Nous ne voulons en aucune manière d’une confrontation avec le peuple russe, qui est associé à l’Europe par des liens historiques et culturels profonds et très anciens. Et nous savons que le peuple russe n’en veut pas non plus. Nous saluons d’ailleurs les nombreux Russes qui se sont dressés courageusement contre cette agression malgré les risques considérables qu’ils encouraient. Cette nouvelle donne nous engage cependant, probablement, dans une épreuve de force longue et difficile face à un agresseur déterminé, engagé dans une fuite en avant pour assurer sa survie.
Car qui nous dit qu’après avoir envahi l’Ukraine, pour sauver les russophones du « génocide » que le « nazi » Zelensky voulait perpétrer, et dévorer la Biélorussie, un Vladimir Poutine enhardi ne voudrait pas « sauver » l’enclave de Kaliningrad, et occuper le corridor qui la relie à la Biélorussie à travers la Pologne et la Lituanie, ou « protéger » les minorités russes des pays baltes ?
Face à cette situation, la plus dangereuse que nous ayons à affronter en Europe depuis la fin de la guerre froide, il nous faut donc nous armer moralement, nous protéger économiquement et nous préparer au pire, relevant sans cesse le niveau de notre capacité de dissuasion et de notre pouvoir de rétorsion politique et militaire.
Force de l’union
Dans l’immédiat, il nous faut tout d’abord adopter des sanctions personnelles, économiques et financières de grande ampleur contre une puissance désormais dangereuse et désinhibée.
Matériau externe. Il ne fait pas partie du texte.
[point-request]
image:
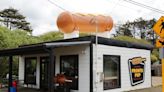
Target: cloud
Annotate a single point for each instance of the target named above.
(42, 14)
Et nous demander quelle aide nous pourrons continuer à apporter à l’Ukraine, à son gouvernement légitime au cas où Moscou parviendrait à installer à Kiev un régime fantoche.
Il nous faudra enfin prendre à témoin la communauté internationale aux Nations unies et dans toutes les autres enceintes multilatérales pour l’éclairer sur le comportement agressif d’une puissance qui se targue pourtant de défendre la souveraineté des nations.
Pour cela, il est indispensable de rester unis et déterminés, tant au sein de l’Union européenne que de l’Alliance transatlantique. Car seule la force de notre union peut mettre Poutine en échec, lui qui s’imagine toujours une Europe faible, veule ou divisée. L’Europe ne pourra gagner cette confrontation sans apprendre à parler le langage de la puissance.